Air France-KLM named finance chief Frederic Gagey as interim CEO to replace Jean-Marc Janaillac, who quit after failing to end a series of strikes that have roiled the airline’s French arm since February.
Board member and a former deputy French minister Anne-Marie Couderc will become interim non-executive chairman, according to a statement. The carrier is setting up a three-member management committee that will include Gagey, who will remain CFO, as well as the heads of the Air France and KLM arms, Franck Terner and Pieter Elbers.
In naming the new management team, the board said it deeply regrets the strikes, which will “have a negative impact on the group’s financial results.”
It also said that Air France CEO Terner doesn’t have a mandate to “take decisions that would jeopardise the growth strategy.”
The change of management comes in the midst of a labour conflict that French Transport Minister Elisabeth Borne termed “preoccupying” on Tuesday, saying Air France is less competitive than both the KLM arm of the carrier and rival Lufthansa. The company has said the strikes have cost more than $477 million.
The embattled French airline gave details of the temporary management team ahead of an annual shareholder meeting in Paris.
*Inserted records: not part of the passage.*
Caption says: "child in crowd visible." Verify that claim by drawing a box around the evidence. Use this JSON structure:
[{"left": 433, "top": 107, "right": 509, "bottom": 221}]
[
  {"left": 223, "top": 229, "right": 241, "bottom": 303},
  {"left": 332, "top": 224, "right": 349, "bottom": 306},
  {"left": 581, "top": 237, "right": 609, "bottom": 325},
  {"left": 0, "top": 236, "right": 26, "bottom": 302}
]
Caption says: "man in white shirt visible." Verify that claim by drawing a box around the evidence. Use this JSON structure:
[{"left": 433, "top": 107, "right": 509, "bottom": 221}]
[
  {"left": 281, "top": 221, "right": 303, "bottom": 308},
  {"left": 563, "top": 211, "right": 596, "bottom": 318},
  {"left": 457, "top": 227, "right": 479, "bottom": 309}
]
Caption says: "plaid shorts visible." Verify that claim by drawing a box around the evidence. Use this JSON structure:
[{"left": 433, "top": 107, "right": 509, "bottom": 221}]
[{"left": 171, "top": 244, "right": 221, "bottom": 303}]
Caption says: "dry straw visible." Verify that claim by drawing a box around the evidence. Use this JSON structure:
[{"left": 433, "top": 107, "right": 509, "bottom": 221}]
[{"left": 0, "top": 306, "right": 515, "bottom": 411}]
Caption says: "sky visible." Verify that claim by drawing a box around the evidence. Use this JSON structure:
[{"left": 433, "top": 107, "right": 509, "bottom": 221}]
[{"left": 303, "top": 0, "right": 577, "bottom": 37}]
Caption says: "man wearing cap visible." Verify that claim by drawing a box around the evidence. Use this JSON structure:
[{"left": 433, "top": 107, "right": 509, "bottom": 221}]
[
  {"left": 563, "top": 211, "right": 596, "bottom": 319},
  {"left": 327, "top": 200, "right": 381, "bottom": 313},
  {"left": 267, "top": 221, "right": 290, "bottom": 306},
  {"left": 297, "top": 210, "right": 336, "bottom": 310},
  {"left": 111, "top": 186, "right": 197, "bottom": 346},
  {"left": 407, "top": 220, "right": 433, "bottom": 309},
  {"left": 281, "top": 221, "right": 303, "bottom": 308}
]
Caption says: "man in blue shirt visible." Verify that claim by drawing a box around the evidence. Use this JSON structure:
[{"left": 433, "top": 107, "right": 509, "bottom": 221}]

The carrier, created in 2004 by the merger of French and Dutch national airlines, was thrown into turmoil this month when Janaillac said he would resign after employees rejected a wage offer. Since then, French ministers including Borne have warned that Air France-KLM’s future is in jeopardy and urged local unions to end the conflict. Air France-KLM shares fell 2.3 percent to 7.30 euros in Paris. The stock has slumped 27 percent since the rotating walkouts began on February 22.
Gagey, 61, is a long-time Air France insider, having joined Air Inter, which eventually merged with the carrier, in 1994. In 2013, he took the helm of Air France when Janaillac’s predecessor Alexandre de Juniac became CEO of the Franco-Dutch airline. Gagey was replaced at the helm of Air France by Franck Terner.
The interim CEO will have the task of re-starting negotiations with French unions, which have demanded a 5 percent salary increase in 2018. Management offered a 2 percent rise this year, followed by further increases later on.